The novel centres around the death of Tom Luxton, a soldier in Iraq, and the effect it has on his elder brother, Jack. But Tom’s death is merely the trigger for a Proustian excess of memory, as
Jack begins revisiting ‘all the things that had once been dead and buried’ including his mother’s death, his father’s suicide and Tom’s teenage escape flight from the suffocating restrictions of
‘agricultural ruin’ to the army.
It is an odd novel in many ways. While jammed with emotional incident, there is next to no plot. Instead, the tangles of memory continually boomerang back to Jack sitting on his bed, frozen with
inaction. He remains there until the final pages of the novel. So too with Swift’s style. Pages are furnished with jumpy sentences often divorced from their subject or denied a main verb, all part
of a larger aesthetic strategy as he colours his prose with rainbow slang: ‘natty’, ‘miffed’, ‘mooch’, ‘gone ballistic’, ‘loafed’. Such homely bric-a-brac is paired against the sticking-plaster
euphemisms of ‘repatriation’ and ‘incident’, all taken from the official dictionary of slaughter.
These oddities find their proper context in Swift’s overall view of his medium. In a recent
piece, Swift explained his modus operandi by drawing a distinction between reportage and the novel. Reportage, he claimed, concerns itself with the newsy and the fleetingly contemporary,
whereas the novel approaches the same subjects through a different optic, ‘the long view’ he called it, ‘…human behaviour worked on by time’. Headlines and political language, in this
formulation, are leavened by the slangy niceties of everyday life.
Thus, Wish You Were Here stakes all on character and the tortuous complexities of the kitchen-sink. But it has a hard time doing so locked within the sluggish restrictions of the third-person mode
(a recurring complaint: see Benjamin Markovits and Susan Elkin). And Jack remains smudgy and indistinct as a character. Other
novelists of Swift’s ilk get away with plot-lite novels by using the first-person, a beguiling voice to plaster over structural ruin.

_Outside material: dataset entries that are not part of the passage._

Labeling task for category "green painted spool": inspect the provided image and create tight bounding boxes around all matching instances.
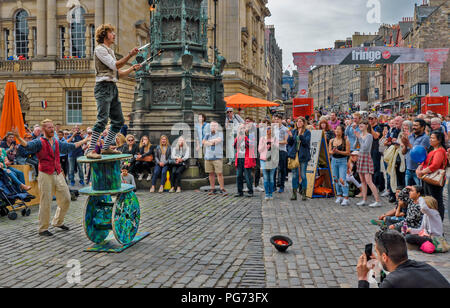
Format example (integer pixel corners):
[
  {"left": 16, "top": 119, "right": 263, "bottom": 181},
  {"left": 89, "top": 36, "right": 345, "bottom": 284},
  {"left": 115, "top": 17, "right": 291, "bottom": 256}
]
[{"left": 91, "top": 160, "right": 121, "bottom": 191}]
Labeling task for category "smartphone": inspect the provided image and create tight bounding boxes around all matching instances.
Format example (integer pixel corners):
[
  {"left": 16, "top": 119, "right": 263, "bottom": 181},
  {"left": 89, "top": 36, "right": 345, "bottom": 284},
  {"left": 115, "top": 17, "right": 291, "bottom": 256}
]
[{"left": 365, "top": 243, "right": 373, "bottom": 260}]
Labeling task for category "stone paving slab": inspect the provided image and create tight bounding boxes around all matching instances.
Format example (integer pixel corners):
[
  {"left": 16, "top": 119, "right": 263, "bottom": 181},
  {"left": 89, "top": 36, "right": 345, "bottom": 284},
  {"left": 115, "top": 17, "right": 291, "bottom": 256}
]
[
  {"left": 0, "top": 182, "right": 449, "bottom": 288},
  {"left": 262, "top": 190, "right": 450, "bottom": 288},
  {"left": 0, "top": 188, "right": 264, "bottom": 288}
]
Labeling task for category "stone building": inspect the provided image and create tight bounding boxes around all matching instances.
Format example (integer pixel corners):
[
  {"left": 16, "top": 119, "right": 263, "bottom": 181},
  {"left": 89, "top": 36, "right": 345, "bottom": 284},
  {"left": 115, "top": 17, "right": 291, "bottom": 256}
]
[
  {"left": 403, "top": 0, "right": 450, "bottom": 111},
  {"left": 265, "top": 25, "right": 282, "bottom": 102},
  {"left": 203, "top": 0, "right": 271, "bottom": 121},
  {"left": 0, "top": 0, "right": 150, "bottom": 128}
]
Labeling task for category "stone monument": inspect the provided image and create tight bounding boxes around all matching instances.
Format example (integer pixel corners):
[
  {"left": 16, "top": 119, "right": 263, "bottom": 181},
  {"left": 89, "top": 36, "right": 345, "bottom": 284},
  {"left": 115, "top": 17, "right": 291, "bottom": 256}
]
[{"left": 129, "top": 0, "right": 231, "bottom": 189}]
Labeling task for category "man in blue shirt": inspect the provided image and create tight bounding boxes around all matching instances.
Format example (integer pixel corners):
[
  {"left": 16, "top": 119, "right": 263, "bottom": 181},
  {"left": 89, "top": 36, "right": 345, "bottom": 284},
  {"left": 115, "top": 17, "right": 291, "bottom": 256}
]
[
  {"left": 203, "top": 121, "right": 226, "bottom": 195},
  {"left": 345, "top": 112, "right": 362, "bottom": 151},
  {"left": 67, "top": 126, "right": 85, "bottom": 186},
  {"left": 401, "top": 119, "right": 430, "bottom": 186}
]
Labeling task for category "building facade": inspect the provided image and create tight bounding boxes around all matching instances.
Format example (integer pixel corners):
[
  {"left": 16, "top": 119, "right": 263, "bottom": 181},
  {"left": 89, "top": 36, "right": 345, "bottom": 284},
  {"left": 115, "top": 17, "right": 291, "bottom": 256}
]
[
  {"left": 0, "top": 0, "right": 150, "bottom": 128},
  {"left": 204, "top": 0, "right": 271, "bottom": 121},
  {"left": 265, "top": 25, "right": 282, "bottom": 102}
]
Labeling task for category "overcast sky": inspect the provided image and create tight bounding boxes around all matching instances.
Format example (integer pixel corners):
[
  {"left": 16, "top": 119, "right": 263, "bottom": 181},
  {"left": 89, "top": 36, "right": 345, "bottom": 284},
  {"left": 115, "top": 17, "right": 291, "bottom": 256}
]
[{"left": 265, "top": 0, "right": 422, "bottom": 71}]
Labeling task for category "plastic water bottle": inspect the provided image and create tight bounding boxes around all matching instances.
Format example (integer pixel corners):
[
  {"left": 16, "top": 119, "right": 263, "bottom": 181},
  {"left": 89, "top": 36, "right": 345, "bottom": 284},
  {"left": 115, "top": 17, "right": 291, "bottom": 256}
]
[{"left": 401, "top": 221, "right": 408, "bottom": 235}]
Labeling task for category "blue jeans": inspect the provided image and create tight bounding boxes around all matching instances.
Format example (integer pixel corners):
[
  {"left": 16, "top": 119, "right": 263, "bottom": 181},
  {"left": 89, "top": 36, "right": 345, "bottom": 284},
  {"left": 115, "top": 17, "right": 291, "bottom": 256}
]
[
  {"left": 261, "top": 160, "right": 276, "bottom": 197},
  {"left": 405, "top": 169, "right": 420, "bottom": 186},
  {"left": 292, "top": 162, "right": 307, "bottom": 191},
  {"left": 69, "top": 155, "right": 84, "bottom": 183},
  {"left": 331, "top": 157, "right": 349, "bottom": 197},
  {"left": 6, "top": 167, "right": 25, "bottom": 188},
  {"left": 236, "top": 158, "right": 253, "bottom": 195},
  {"left": 8, "top": 167, "right": 25, "bottom": 184},
  {"left": 152, "top": 164, "right": 169, "bottom": 186}
]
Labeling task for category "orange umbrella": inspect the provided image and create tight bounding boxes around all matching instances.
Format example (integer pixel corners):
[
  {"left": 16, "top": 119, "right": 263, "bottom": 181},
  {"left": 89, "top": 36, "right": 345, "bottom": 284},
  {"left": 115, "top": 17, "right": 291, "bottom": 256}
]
[
  {"left": 0, "top": 81, "right": 26, "bottom": 140},
  {"left": 225, "top": 93, "right": 280, "bottom": 109}
]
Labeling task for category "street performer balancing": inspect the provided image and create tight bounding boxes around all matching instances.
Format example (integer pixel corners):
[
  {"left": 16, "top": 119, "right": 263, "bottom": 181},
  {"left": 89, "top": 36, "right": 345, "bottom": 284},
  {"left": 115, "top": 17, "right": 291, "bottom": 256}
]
[
  {"left": 13, "top": 120, "right": 89, "bottom": 236},
  {"left": 86, "top": 24, "right": 141, "bottom": 159}
]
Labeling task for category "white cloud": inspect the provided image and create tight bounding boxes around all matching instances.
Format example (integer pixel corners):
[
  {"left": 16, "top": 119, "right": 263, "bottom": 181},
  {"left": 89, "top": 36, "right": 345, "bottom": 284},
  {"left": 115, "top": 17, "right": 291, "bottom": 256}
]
[{"left": 265, "top": 0, "right": 418, "bottom": 70}]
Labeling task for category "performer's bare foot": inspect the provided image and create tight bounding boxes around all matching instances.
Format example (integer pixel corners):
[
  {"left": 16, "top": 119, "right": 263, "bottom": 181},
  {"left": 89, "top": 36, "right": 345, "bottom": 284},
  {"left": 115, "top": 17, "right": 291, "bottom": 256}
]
[
  {"left": 101, "top": 148, "right": 122, "bottom": 155},
  {"left": 20, "top": 184, "right": 32, "bottom": 191},
  {"left": 87, "top": 151, "right": 102, "bottom": 159}
]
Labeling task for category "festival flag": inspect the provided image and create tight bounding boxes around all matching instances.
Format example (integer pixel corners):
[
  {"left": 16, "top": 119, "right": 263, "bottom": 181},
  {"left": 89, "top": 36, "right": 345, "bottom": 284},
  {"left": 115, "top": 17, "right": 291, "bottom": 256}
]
[{"left": 41, "top": 100, "right": 48, "bottom": 109}]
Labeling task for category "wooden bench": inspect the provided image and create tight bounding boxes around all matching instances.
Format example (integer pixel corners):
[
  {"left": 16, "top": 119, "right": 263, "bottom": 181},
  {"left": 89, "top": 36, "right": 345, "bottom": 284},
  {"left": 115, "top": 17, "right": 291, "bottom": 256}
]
[{"left": 9, "top": 165, "right": 40, "bottom": 208}]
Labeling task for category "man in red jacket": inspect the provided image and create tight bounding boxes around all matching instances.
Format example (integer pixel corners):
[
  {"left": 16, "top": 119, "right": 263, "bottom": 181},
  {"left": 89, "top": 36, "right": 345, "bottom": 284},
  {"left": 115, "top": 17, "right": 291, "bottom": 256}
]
[{"left": 13, "top": 119, "right": 89, "bottom": 236}]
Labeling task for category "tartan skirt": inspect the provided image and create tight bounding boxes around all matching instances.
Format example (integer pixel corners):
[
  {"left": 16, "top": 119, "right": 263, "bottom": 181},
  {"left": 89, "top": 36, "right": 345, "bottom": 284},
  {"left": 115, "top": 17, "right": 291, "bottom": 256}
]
[{"left": 357, "top": 152, "right": 374, "bottom": 174}]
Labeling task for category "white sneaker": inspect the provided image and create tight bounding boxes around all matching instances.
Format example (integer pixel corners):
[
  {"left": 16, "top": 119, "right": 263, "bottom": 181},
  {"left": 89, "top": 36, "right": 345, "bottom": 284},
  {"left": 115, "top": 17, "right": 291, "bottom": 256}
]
[
  {"left": 256, "top": 186, "right": 264, "bottom": 192},
  {"left": 357, "top": 200, "right": 367, "bottom": 206},
  {"left": 265, "top": 197, "right": 270, "bottom": 201},
  {"left": 146, "top": 174, "right": 152, "bottom": 181},
  {"left": 369, "top": 201, "right": 382, "bottom": 208},
  {"left": 138, "top": 174, "right": 144, "bottom": 181},
  {"left": 341, "top": 199, "right": 350, "bottom": 206},
  {"left": 381, "top": 190, "right": 390, "bottom": 197},
  {"left": 335, "top": 197, "right": 343, "bottom": 204},
  {"left": 243, "top": 187, "right": 249, "bottom": 192}
]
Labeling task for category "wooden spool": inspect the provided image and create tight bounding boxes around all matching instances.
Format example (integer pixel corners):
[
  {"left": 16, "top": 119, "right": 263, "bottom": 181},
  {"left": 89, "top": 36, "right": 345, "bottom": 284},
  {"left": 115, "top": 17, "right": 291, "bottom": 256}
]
[{"left": 78, "top": 154, "right": 141, "bottom": 246}]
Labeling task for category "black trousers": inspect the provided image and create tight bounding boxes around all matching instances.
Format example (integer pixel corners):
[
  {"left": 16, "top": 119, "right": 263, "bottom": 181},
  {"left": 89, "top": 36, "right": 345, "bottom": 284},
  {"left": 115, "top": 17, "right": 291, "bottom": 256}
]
[
  {"left": 171, "top": 165, "right": 186, "bottom": 189},
  {"left": 405, "top": 234, "right": 432, "bottom": 247},
  {"left": 135, "top": 161, "right": 154, "bottom": 175},
  {"left": 371, "top": 151, "right": 385, "bottom": 192},
  {"left": 423, "top": 182, "right": 445, "bottom": 221}
]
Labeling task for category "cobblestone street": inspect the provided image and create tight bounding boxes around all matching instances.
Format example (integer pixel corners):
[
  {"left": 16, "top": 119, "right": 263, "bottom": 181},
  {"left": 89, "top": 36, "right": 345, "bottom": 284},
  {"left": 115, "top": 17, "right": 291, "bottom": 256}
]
[{"left": 0, "top": 184, "right": 448, "bottom": 288}]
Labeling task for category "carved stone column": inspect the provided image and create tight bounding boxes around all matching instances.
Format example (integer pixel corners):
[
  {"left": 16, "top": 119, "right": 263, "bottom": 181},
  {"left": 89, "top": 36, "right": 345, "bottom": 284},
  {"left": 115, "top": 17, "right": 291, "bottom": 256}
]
[
  {"left": 64, "top": 25, "right": 70, "bottom": 57},
  {"left": 47, "top": 0, "right": 57, "bottom": 57},
  {"left": 8, "top": 29, "right": 14, "bottom": 57},
  {"left": 95, "top": 0, "right": 104, "bottom": 28},
  {"left": 28, "top": 29, "right": 34, "bottom": 59},
  {"left": 85, "top": 25, "right": 91, "bottom": 58},
  {"left": 36, "top": 0, "right": 46, "bottom": 57}
]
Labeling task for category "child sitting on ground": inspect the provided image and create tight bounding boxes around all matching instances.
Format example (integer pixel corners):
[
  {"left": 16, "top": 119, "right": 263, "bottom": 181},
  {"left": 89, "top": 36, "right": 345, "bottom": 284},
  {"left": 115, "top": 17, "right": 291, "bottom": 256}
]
[
  {"left": 121, "top": 166, "right": 136, "bottom": 192},
  {"left": 389, "top": 185, "right": 423, "bottom": 232},
  {"left": 370, "top": 186, "right": 407, "bottom": 227},
  {"left": 404, "top": 196, "right": 444, "bottom": 250}
]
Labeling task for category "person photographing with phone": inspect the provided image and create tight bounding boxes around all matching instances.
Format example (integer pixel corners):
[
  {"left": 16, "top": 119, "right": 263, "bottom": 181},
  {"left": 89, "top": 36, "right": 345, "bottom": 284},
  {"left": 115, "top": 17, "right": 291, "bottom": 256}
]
[
  {"left": 357, "top": 230, "right": 449, "bottom": 288},
  {"left": 86, "top": 24, "right": 142, "bottom": 160}
]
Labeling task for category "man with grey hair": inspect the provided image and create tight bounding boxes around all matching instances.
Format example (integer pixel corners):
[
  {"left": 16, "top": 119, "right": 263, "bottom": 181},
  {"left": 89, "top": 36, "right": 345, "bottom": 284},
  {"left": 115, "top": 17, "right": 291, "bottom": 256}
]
[{"left": 430, "top": 117, "right": 448, "bottom": 142}]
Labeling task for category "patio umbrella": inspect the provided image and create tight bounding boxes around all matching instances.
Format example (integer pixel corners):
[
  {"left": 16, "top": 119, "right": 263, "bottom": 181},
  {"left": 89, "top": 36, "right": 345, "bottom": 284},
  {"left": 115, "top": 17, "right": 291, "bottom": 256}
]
[
  {"left": 225, "top": 93, "right": 280, "bottom": 109},
  {"left": 0, "top": 81, "right": 26, "bottom": 140}
]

Swift unwisely denies himself any such get-out clause.
This matters because, by dividing the novel off from reportage, Swift creates in Jack a character wholly ‘disconnected’ from ‘the world at large’. Any talk of ‘global atmosphere’ or the ‘larger
picture’ is off-stage. Compared to the richly layered work of Ian McEwan’s Saturday, perhaps the most successful war-on-terror novel of recent years, Swift’s offering appears more than
usually myopic. By restricting his action to Jebb Farm and the Luxton caravan park on the Isle of Wight, Swift ring-fences his characters from their historical moment. Without McEwan’s metropolitan
fizz, or the swashbuckle of a Martin Amis sentence (as in The Second Plane), character needs to do all the work. And, often dull and witless, Jack Luxton isn’t quite up to his protagonist status.